HTC To Pay Royalties To Microsoft For Android Patent Infringements

Guess what? Starting today, Microsoft will "receive royalties from HTC." We know you're probably eying that statement and assuming something is mistyped, but in fact, that's a direct quote from a new Microsoft press release. As the story goes, Microsoft actually decided recently that Google's Android operating system infringed on some of their patents, and obviously, that just wasn't going to fly.

Somewhat quietly, the company has seemingly informed HTC of the news, and rather than entering into a bloody court battle that would almost certainly end with Microsoft at the victory table, HTC has decided to simply agree to terms and start paying up. As you know, HTC is one of the world's most prominent phone makers to use Android, and reports have stated that the company is in talks with several other firms who deal in Android. It just so happens that HTC decided to fold their hand first.

Interestingly, Microsoft is being very low-key about what this new patent agreement entails. We're told that it "provides broad coverage under Microsoft's patent portfolio for HTC's mobile phones running the Android mobile platform," but outside of that, only the companies being questioned by Microsoft's lawyers really know. It's a little crazy that Microsoft is able to extract royalties from more than just Google; even though it's the software that's to blame, it seems that any hardware maker selling a phone with Android is also being asked to pony up.
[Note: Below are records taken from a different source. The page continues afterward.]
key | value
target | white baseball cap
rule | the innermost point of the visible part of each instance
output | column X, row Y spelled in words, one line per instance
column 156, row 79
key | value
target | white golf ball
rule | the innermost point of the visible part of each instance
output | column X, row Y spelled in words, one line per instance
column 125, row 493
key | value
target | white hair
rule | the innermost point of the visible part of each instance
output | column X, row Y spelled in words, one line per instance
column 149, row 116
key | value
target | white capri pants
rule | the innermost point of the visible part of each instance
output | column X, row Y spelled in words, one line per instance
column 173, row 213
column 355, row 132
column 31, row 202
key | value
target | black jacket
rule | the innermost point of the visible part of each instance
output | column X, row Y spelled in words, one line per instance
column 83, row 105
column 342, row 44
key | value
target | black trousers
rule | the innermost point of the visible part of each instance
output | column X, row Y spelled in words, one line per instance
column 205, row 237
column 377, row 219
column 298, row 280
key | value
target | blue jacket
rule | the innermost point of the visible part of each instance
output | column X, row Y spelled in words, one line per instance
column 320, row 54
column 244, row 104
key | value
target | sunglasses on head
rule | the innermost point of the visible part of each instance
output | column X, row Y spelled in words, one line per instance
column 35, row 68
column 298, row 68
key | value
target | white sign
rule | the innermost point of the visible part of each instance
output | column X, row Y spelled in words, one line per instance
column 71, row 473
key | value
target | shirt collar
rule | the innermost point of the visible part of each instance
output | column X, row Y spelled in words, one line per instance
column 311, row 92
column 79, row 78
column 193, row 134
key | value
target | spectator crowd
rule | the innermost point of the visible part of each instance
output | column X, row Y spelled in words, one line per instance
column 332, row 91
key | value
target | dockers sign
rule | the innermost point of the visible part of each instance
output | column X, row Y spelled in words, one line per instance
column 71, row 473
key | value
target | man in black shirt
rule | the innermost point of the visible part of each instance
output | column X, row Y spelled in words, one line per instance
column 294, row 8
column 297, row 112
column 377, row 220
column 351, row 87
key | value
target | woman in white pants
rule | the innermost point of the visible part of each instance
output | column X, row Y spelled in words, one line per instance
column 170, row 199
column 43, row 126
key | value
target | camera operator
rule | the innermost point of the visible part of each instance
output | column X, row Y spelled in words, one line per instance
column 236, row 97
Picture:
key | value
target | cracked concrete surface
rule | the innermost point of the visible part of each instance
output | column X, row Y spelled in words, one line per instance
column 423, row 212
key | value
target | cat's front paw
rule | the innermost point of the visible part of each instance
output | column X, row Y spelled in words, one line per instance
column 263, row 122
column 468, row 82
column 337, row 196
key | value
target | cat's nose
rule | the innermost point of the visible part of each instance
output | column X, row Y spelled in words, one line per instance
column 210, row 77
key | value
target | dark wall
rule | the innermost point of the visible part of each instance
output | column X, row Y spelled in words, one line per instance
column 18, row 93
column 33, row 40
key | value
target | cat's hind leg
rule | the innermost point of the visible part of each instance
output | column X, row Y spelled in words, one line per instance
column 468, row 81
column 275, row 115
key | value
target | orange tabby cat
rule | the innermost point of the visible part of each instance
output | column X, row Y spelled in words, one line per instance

Horacio Gutierrez, corporate vice president and deputy general counsel of Intellectual Property and Licensing at Microsoft, had this to say: "HTC and Microsoft have a long history of technical and commercial collaboration, and today's agreement is an example of how industry leaders can reach commercial arrangements that address intellectual property. We are pleased to continue our collaboration with HTC."

So, now Microsoft will be making money off of Windows Phone 7 and Android? Must be a nice position to be in. Now, if only they could find that iPhone OS was infringing as well, they'd really hit the jackpot.